You’ve maxed out your retirement contributions year after year for almost a decade. The cars are paid off. The house is paid off. The kids have 529 accounts. Your emergency savings looks pretty cushy. 

You don’t really have to work at that job anymore – yet, you stay. You stay in order to keep saving and investing. Heck, you even have a bumper sticker on your paid-off car that lets others know that you’ve lived like no one else so later, you can live like no one else.

But are you living? I mean, you’re certainly alive…but are you living? 

When is this “later” that Dave Ramsey talks about? 

Will you be healthy enough to ski Lake Tahoe at 69-years-old? Will you even still care about your bucket list by then? 

Do you really want to die with seven figures in the bank? What are you actually saving for? What if you took that money and gave your family experiences and memories beyond their wildest dreams? 

These are the multi-million dollar questions Bill Perkins has presented to the world in his incredibly popular book Die With Zero. For many, these questions may be very convicting.

My Progression From FIRE to YOLO

After plenty of sacrifices (and some marriage counseling), my love affair with Dave Ramsey’s Baby Steps gradually led me and Nicole to Coast FIRE status. With the amount we’ve saved thus far, we can almost entirely cut back on our contributions and still have around $3 million when we turn 65. 

But…after hitting Coast FIRE, I still craved something else. Deep down inside of my heart, I felt this nagging void even though I technically did everything “right” to secure our financial future. 

I didn’t know why or what it was – but it was there, and it was growing. 

On a random whim, I got a recommendation from a member of our Marriage, Kids & Money community to check out a thought-provoking personal finance book called Die With Zero by Bill Perkins. 

I didn’t know what it was but it got 5 stars on Amazon so it couldn’t be too bad. Little did I know, my brain would go into full meltdown status once I started to dive in. 

What is Die With Zero?

Die With Zero is a personal finance philosophy that encourages super savers like me to die with zero dollars in their bank account. Yes, I said ZERO. 

The Die With Zero mindset encourages the financially secure to die with zero dollars in the bank in exchange for recognizing and behaving as if you only live once (“YOLO!”). 

This also means no inheritances for the children in every sense of the word.

Now, simply suggesting an empty bank account or no inheritances to most retirement-prepared folks would be enough to cause thousands of medically-induced hospitalizations. 

Hear me out. It’ll come together, I promise.

Why Die With Zero Changed My Financial Mindset

When I was in my 20’s, I had many one-of-a-kind experiences but lived paycheck to paycheck as a result. I was young and didn’t have many responsibilities outside of my own basic needs, so cutting back on expenses wasn’t yet a concern. 

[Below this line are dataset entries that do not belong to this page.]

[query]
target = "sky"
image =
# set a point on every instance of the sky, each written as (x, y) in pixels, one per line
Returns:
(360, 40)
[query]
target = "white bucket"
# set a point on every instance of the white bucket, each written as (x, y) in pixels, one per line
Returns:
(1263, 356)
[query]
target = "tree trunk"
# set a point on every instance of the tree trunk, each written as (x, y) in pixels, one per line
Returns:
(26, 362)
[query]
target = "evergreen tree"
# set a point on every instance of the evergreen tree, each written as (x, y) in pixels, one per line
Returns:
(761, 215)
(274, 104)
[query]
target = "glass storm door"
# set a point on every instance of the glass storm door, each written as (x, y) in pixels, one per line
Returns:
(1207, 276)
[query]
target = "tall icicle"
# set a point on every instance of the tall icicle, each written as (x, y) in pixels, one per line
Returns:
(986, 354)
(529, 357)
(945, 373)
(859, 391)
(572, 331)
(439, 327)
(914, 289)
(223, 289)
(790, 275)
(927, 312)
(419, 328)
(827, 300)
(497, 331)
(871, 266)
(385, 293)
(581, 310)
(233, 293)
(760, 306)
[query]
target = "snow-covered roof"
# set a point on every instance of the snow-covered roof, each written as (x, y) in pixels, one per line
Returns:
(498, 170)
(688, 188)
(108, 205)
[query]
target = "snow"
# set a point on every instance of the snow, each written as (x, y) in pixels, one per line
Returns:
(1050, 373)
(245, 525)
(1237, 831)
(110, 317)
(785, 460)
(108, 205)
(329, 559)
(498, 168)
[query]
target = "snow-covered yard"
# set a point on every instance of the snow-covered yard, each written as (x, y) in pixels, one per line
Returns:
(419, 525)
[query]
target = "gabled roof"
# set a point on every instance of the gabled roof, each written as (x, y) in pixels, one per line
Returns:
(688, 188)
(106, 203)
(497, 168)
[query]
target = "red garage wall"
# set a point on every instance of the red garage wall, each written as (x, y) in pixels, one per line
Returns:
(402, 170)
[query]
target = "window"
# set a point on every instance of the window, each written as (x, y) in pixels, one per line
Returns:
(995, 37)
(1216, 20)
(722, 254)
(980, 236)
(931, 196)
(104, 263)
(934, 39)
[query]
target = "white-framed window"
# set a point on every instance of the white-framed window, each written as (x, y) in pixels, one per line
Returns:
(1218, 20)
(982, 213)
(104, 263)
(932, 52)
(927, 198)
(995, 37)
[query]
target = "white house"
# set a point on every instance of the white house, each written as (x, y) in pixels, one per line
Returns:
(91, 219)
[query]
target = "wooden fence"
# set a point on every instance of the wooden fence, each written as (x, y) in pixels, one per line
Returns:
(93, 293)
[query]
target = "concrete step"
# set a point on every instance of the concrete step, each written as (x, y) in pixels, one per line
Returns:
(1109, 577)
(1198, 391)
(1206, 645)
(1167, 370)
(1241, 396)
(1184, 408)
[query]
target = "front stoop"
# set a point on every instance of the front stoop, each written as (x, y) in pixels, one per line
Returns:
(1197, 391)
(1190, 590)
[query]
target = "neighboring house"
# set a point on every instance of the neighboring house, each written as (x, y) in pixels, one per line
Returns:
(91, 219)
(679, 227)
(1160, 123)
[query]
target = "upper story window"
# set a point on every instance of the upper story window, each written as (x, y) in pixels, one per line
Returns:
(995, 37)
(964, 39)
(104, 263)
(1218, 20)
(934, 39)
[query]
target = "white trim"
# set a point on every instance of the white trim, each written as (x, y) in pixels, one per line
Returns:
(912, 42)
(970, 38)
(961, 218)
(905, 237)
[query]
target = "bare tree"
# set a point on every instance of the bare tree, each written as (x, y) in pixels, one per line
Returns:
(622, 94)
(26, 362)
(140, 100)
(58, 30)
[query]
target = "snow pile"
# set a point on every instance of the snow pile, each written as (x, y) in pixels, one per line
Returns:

After Nicole and I got married, I felt a newfound responsibility as a man to step up and do the right thing for my family as the provider. Additionally, I worked in an industry that I really did not like or care for. 

To me, saving was a way out. I knew that if I saved enough to build up a decent cushion, that would be my ticket to bigger and better things. 

Because there was so much riding on our savings, spending used to be excruciating. At times, I genuinely felt like I was taking away from our opportunities down the road by splurging on things that weren’t absolute necessities. As I got a bit older and more comfortable with our finances, I loosened up a tad…but not much. 

My personal transition from Baby Steps Andy to the more lenient Andy gradually happened over the last two years. Die With Zero, however, initiated a pivotal change in my money mindset and future outlook. 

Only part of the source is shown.